EKR: August 2011 Archives


August 31, 2011

Today I had occasion to ask Web Security expert Adam Barth about avoiding XSS vulnerabilities. He was kind enough to help me out and (since he's presumably tired of answering this kind of question) also to write up some guidance for the rest of the world. His answer is below:

Folks often ask me how to build web applications without cross-site scripting (XSS) vulnerabilities, but I haven't really been able to find a reference that I'd be happy recommending. There are, of course, many different approaches you can use to build an XSS-free web application. This guide recommends a simplistic approach that works well for "single-document" web applications (like Gmail and Twitter) that use a single HTML document for the lifetime of the application.

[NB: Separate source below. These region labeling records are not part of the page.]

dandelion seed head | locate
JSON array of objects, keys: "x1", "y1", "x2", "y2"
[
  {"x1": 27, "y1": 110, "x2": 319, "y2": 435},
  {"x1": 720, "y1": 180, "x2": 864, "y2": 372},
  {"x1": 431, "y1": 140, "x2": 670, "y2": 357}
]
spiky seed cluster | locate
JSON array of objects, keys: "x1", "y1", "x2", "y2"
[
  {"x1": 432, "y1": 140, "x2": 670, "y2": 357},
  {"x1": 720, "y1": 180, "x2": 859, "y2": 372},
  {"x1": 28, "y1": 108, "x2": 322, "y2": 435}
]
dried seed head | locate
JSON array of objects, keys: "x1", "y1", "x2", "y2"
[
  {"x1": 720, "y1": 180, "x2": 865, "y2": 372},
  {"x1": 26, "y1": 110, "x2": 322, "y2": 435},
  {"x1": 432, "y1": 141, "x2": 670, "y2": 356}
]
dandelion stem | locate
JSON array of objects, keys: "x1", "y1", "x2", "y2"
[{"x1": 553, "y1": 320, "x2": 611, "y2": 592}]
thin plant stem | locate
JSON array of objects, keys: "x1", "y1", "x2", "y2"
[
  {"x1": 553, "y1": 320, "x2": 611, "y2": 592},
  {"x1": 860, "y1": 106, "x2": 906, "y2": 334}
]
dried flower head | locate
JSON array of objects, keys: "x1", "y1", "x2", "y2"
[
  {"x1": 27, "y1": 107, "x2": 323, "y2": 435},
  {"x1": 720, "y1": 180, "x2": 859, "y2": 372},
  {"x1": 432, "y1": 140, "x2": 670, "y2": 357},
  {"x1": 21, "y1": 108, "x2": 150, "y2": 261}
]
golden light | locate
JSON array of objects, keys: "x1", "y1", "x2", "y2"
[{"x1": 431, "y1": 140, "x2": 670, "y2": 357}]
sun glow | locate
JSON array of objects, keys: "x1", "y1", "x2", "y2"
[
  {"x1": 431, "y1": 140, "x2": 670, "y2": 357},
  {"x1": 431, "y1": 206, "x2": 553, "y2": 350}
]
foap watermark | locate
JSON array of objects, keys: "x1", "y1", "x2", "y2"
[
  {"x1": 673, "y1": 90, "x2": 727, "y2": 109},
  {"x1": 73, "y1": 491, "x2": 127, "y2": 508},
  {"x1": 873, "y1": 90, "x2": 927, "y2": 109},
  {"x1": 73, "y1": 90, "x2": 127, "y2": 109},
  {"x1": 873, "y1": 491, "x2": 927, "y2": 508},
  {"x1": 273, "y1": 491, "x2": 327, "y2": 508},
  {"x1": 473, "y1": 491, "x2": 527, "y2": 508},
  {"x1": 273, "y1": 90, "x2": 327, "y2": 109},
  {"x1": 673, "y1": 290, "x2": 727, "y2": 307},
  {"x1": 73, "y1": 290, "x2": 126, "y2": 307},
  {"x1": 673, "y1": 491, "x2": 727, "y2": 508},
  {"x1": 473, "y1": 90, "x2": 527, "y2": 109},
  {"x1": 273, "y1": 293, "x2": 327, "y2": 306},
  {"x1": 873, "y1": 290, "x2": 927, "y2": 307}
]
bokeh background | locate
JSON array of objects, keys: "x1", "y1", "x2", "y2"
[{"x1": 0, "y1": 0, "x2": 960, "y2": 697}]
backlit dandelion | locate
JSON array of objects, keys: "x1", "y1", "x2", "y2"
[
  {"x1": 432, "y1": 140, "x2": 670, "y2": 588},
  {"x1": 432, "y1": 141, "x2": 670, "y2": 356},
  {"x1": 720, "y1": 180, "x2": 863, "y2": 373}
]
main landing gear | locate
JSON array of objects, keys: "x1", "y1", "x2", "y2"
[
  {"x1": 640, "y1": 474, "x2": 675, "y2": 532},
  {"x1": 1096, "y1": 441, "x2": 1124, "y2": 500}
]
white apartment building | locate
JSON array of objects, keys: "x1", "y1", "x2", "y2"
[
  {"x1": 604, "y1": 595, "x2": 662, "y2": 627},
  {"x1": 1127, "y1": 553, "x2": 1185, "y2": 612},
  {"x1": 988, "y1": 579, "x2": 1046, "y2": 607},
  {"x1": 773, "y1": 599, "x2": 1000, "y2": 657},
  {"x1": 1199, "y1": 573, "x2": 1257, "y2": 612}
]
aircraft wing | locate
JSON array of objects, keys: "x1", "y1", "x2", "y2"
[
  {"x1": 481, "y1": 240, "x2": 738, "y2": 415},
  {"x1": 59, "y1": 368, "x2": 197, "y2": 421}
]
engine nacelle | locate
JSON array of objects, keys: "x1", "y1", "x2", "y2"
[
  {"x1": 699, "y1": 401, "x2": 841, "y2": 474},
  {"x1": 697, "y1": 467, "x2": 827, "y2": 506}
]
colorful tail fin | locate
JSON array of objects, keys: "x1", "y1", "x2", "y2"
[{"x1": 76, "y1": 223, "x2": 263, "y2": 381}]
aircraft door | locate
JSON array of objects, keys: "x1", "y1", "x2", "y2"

Because complexity is the enemy of security, we approach the problem of eliminating XSS by simplifying how we handle untrusted data (by which we mean any information we retrieve from the network or from the DOM):

  1. Untrusted data MUST NOT be transmitted in the same HTTP responses as HTML or JavaScript. In particular, the main HTML document SHOULD be static (and therefore cacheable for a long time).

  2. When transmitted from the server to the client, untrusted data MUST be properly encoded in JSON format and the HTTP response MUST have a Content-Type of application/json.

  3. When introduced into the DOM, untrusted data MUST be introduced using one of the following APIs:
    • Node.textContent
    • document.createTextNode
    • Element.setAttribute (second parameter only)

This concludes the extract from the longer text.